Along the shores of Lough Cullen there was a wealth of wild flowers. It may be late summer but there was no shortage of colour. I just wanted to share a little of the beauty.

Grass of Parnassus was a plant I had to look up, as it is one I was not familiar with. In order to get a detailed photo I asked my husband to hold onto the flower head. It was really exquisite (it’s worth clicking on the photo to get a closer look).

And finally of course the lovely view over the lake.

Lough Cullen

Lough Cullen

Rejuvenated hedge

Those of you who follow my blog regularly may remember back in February we laid one of our hedges.

Hedge laying

Hedge laying

It looked rather drastic at the time – but this type of hedgerow management has been used for hundreds of years in Britain and Ireland. Our hedge is looking well, all the trees have regrown. This is what it looks like today.

Laid Hedge

Laid Hedge

Ash in hedge

Ash in hedge

The climbing roses which grow though the hedge are a heritage variety. They have been flowering all summer. The smell is heavenly.

Summer Gallery II

My second gallery this week – just a few of the wonderful bugs feeding and mating in the garden this week. And some purple loosestrife just because it looks nice and some wild raspberries because they taste great (they are particularly good this year, despite our poor summer. I hope the autumn cultivated ones will be as tasty!)

August in the Greenhouse

In the greenhouse, patience is finally paying off and we’ve been enjoying the first of the cucumbers. There are plenty of green tomatoes (no sign of them going red yet) and some interesting black ones (a friend gave me some seeds earlier in the year – I think they are called black berry).

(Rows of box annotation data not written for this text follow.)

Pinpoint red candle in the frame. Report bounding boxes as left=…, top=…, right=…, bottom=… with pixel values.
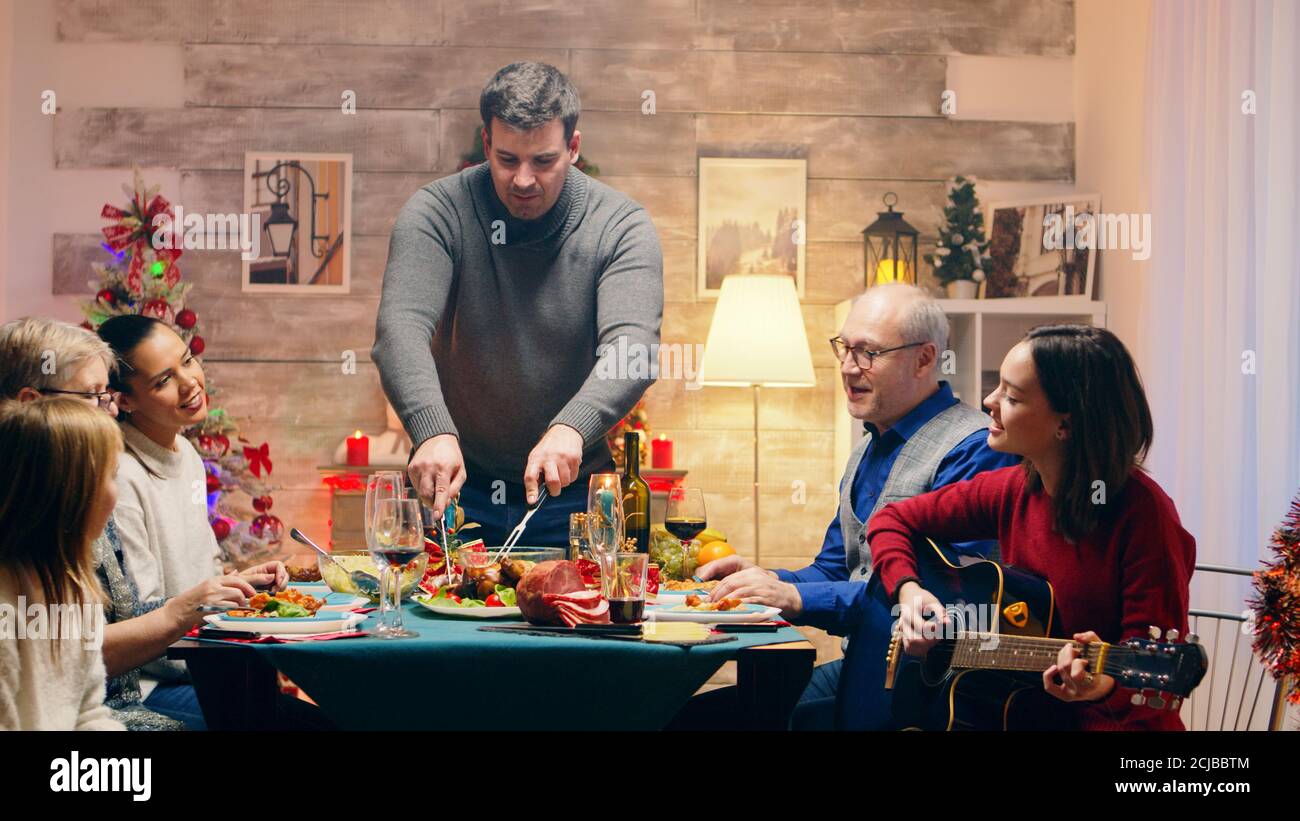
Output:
left=347, top=431, right=371, bottom=468
left=650, top=434, right=672, bottom=470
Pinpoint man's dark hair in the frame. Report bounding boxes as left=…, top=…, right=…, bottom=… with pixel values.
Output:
left=478, top=62, right=582, bottom=143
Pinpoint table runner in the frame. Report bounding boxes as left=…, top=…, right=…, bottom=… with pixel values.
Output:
left=247, top=603, right=803, bottom=730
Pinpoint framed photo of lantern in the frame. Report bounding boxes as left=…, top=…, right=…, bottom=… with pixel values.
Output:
left=983, top=194, right=1101, bottom=299
left=243, top=152, right=352, bottom=295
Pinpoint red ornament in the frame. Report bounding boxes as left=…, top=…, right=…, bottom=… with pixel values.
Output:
left=140, top=299, right=176, bottom=322
left=248, top=513, right=285, bottom=544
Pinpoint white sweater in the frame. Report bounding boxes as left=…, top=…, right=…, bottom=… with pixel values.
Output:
left=113, top=423, right=221, bottom=601
left=0, top=569, right=126, bottom=730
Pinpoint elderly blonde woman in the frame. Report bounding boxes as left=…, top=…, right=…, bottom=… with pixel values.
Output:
left=0, top=318, right=265, bottom=730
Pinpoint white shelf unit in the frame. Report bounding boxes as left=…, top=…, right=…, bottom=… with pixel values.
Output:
left=835, top=296, right=1106, bottom=477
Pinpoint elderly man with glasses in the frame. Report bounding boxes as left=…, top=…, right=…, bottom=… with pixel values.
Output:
left=684, top=284, right=1018, bottom=729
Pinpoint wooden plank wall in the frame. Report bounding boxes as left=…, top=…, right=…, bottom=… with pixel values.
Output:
left=52, top=0, right=1074, bottom=589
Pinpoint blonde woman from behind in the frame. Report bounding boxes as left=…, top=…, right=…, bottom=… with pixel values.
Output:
left=0, top=399, right=124, bottom=730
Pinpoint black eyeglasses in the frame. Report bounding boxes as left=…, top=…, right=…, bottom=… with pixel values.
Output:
left=831, top=336, right=926, bottom=370
left=39, top=387, right=113, bottom=408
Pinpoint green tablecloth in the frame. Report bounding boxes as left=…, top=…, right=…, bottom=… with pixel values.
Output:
left=248, top=603, right=803, bottom=730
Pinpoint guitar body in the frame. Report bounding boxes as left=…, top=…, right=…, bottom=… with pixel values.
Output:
left=892, top=540, right=1075, bottom=731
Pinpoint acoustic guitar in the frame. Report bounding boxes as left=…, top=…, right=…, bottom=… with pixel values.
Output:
left=885, top=539, right=1209, bottom=730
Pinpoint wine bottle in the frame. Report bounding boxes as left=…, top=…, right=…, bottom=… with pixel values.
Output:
left=620, top=430, right=650, bottom=553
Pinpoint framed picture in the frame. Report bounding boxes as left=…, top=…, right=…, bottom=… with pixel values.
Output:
left=242, top=151, right=352, bottom=295
left=982, top=194, right=1101, bottom=299
left=696, top=157, right=807, bottom=299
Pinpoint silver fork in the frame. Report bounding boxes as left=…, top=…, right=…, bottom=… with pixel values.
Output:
left=489, top=485, right=550, bottom=564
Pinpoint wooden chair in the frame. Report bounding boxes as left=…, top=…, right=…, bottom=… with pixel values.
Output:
left=1180, top=564, right=1287, bottom=730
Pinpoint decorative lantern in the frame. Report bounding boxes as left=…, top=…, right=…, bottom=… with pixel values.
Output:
left=862, top=191, right=920, bottom=288
left=263, top=203, right=298, bottom=260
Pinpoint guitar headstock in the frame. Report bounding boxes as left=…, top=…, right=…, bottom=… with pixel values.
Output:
left=1105, top=627, right=1209, bottom=711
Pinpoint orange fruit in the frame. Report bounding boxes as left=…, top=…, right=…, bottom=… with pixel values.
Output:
left=696, top=542, right=736, bottom=566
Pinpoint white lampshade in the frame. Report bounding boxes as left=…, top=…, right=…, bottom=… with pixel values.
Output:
left=699, top=274, right=816, bottom=387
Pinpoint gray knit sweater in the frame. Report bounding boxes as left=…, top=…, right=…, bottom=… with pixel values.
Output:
left=371, top=162, right=663, bottom=482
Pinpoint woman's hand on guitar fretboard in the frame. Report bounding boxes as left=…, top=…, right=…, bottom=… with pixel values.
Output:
left=894, top=581, right=953, bottom=656
left=1043, top=630, right=1115, bottom=701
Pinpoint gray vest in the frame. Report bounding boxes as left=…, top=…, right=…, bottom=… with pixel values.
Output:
left=840, top=403, right=989, bottom=582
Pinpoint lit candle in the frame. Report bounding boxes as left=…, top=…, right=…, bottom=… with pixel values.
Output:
left=347, top=431, right=371, bottom=468
left=650, top=434, right=672, bottom=470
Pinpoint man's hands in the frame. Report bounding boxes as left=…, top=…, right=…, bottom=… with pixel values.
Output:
left=163, top=576, right=258, bottom=633
left=407, top=434, right=465, bottom=520
left=239, top=561, right=289, bottom=590
left=898, top=582, right=948, bottom=656
left=705, top=556, right=803, bottom=618
left=522, top=425, right=582, bottom=504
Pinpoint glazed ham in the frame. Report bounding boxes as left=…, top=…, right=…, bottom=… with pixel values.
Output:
left=546, top=590, right=610, bottom=627
left=515, top=561, right=610, bottom=627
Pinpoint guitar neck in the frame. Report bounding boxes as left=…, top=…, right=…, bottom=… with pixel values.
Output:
left=952, top=633, right=1112, bottom=673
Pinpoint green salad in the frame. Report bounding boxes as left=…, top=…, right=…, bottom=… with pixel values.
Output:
left=419, top=585, right=519, bottom=608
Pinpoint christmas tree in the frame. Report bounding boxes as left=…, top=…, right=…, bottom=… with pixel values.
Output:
left=1248, top=495, right=1300, bottom=704
left=926, top=177, right=992, bottom=284
left=82, top=169, right=285, bottom=565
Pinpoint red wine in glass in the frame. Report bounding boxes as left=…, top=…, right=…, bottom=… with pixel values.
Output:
left=608, top=599, right=646, bottom=625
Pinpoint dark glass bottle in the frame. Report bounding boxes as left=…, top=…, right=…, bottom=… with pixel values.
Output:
left=620, top=430, right=650, bottom=553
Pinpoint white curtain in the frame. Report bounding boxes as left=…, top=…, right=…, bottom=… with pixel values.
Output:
left=1144, top=0, right=1300, bottom=612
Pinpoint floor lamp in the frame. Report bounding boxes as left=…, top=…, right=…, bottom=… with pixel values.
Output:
left=699, top=274, right=816, bottom=564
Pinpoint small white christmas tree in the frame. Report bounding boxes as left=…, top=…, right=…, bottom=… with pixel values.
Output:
left=926, top=177, right=992, bottom=286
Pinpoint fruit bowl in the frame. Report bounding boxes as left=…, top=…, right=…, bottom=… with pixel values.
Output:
left=316, top=551, right=429, bottom=603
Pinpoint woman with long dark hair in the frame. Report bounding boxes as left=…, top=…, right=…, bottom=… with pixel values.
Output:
left=99, top=314, right=289, bottom=729
left=867, top=325, right=1196, bottom=730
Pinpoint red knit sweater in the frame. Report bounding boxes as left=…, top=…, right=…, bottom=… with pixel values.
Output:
left=867, top=466, right=1196, bottom=730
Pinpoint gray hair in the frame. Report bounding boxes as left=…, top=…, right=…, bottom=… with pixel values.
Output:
left=853, top=282, right=950, bottom=355
left=0, top=317, right=116, bottom=399
left=478, top=62, right=582, bottom=143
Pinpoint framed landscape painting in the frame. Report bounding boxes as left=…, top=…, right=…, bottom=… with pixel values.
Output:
left=696, top=157, right=807, bottom=299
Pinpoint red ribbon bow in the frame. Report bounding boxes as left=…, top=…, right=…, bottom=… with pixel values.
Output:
left=244, top=442, right=270, bottom=479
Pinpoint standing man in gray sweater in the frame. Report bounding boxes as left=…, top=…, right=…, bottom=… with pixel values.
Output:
left=371, top=62, right=663, bottom=546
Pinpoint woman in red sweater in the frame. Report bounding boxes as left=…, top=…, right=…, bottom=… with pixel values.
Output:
left=867, top=325, right=1196, bottom=730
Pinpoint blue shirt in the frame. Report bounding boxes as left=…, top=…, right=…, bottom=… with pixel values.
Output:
left=776, top=382, right=1021, bottom=635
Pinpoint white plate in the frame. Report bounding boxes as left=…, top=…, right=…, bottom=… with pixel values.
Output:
left=203, top=613, right=365, bottom=635
left=317, top=596, right=371, bottom=613
left=646, top=604, right=781, bottom=625
left=411, top=598, right=524, bottom=618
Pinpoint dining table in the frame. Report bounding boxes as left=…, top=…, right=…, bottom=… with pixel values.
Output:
left=168, top=584, right=816, bottom=730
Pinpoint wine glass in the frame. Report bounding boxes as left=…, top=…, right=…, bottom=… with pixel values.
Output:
left=361, top=470, right=406, bottom=635
left=371, top=499, right=424, bottom=639
left=586, top=473, right=623, bottom=573
left=663, top=487, right=709, bottom=579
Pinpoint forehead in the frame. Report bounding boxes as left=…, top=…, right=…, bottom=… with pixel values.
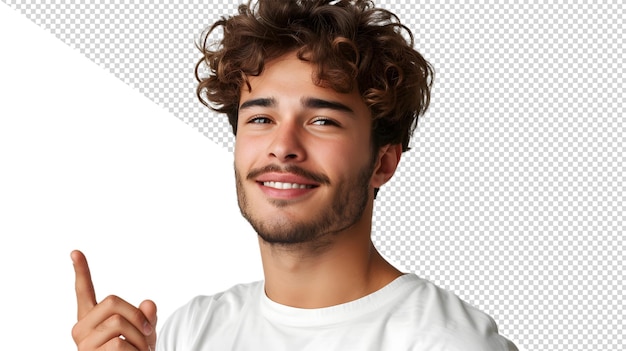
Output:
left=239, top=52, right=371, bottom=117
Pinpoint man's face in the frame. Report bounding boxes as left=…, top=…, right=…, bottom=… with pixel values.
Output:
left=235, top=54, right=375, bottom=248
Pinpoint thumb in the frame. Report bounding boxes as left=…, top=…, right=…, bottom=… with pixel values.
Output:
left=139, top=300, right=157, bottom=351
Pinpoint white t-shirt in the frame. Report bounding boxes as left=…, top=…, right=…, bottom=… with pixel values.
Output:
left=157, top=274, right=517, bottom=351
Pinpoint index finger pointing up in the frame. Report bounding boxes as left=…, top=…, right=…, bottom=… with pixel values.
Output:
left=70, top=250, right=96, bottom=320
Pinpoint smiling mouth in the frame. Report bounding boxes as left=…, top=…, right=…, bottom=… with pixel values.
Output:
left=261, top=182, right=315, bottom=190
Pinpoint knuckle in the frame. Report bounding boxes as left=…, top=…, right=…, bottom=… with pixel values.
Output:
left=72, top=323, right=85, bottom=345
left=101, top=295, right=122, bottom=308
left=106, top=338, right=128, bottom=350
left=106, top=314, right=124, bottom=330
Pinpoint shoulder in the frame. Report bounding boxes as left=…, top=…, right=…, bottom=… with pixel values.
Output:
left=398, top=275, right=517, bottom=351
left=157, top=281, right=264, bottom=350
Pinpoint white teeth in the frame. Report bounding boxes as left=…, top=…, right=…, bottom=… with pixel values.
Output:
left=263, top=182, right=313, bottom=189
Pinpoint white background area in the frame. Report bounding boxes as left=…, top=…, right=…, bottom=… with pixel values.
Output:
left=0, top=4, right=262, bottom=350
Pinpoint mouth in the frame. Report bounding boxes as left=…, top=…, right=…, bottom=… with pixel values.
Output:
left=254, top=172, right=321, bottom=201
left=259, top=181, right=317, bottom=190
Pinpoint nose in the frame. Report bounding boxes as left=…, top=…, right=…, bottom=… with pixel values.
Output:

The bees are enjoying the oregano that is flowering. And we are still enjoying some alpine strawberries.

I’ve seedlings started for some autumn and winter crops for the polytunnel including lettuce, mangetout and these leaf beat. There are more winter crops to go in, but I have already planted in some calabrese, which I have had mixed results with in previous years. After a poor summer in the vegetable garden I am hoping for a better autumn! Optimism when vegetable gardening in an Irish climate is essential.